The “paleo-conservatives” saw themselves in the tradition of a more authentic “Old Right” – before the “modern conservatism” of William F. Buckley in the 1950s and 60s, and certainly before the rise of the “neo-conservatives” in the final third of the twentieth century who aggressively supported the idea of projecting American power globally via the liberal international order. The paleos wanted to take the country back to the “America First” vision of the 1940s. That tradition has often – and misleadingly – been described as “isolationist,” because the America Firsters of the forties did not want the United States to enter the war against Hitler. But it was never isolationism. This strand of the American Right has been steadfastly opposed to committing America to any kind of “liberal” order or fighting for “democracy” across the globe. What they have always desired, however, is hegemony in the Western Hemisphere. Their vision is about domination.

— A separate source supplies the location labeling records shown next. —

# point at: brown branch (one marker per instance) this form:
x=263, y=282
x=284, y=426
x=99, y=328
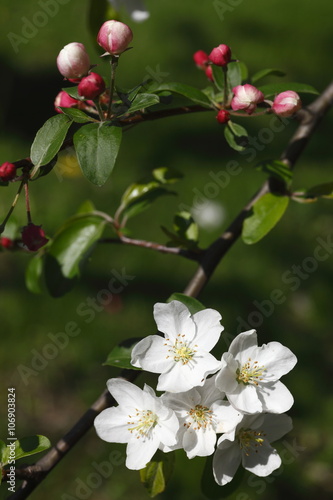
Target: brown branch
x=309, y=121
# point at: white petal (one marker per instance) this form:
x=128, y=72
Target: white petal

To the extent Trumpism has a clear idea about America’s role in the world, it is in line with this “America First” tradition. I doubt Trump’s obsession with Greenland comes from reading Buchanan – or reading anything at all. But it doesn’t necessitate much sophisticated analysis to understand why such dreams of territorial expansion would appeal to him. As a political project, Trumpism promises to restore former glory by purging dangerous outsiders and the “enemy within” from the nation – and by ruthlessly asserting dominance in the world wherever and whenever America wants.
Trumpism is, in many ways, much more a continuation of long-standing ideas and impulses on the radical Right – an exacerbation and radicalization, yes, but not a departure. If we pay attention, his most outlandish ramblings can help us identify those dangerous tendencies and impulses more clearly.
I fear that, after so many years of Trumpism shaping American politics and culture, a lot of people have become so inundated with Trump’s bizarre stunts, so accustomed to his outrageous rhetoric, that they might be numb to how dangerous this is – and how much this isn’t just “Trump being Trump,” but the face of a radicalizing Right in charge of the Republican Party. There is, unfortunately, no law of nature that says democracy can’t be brought down and wars can’t be started by a bunch of clowns if they have enough support from people, parties, and institutions who enable them. It’s all just a farce – until the goons and buffoons are in power. And that’s where we are.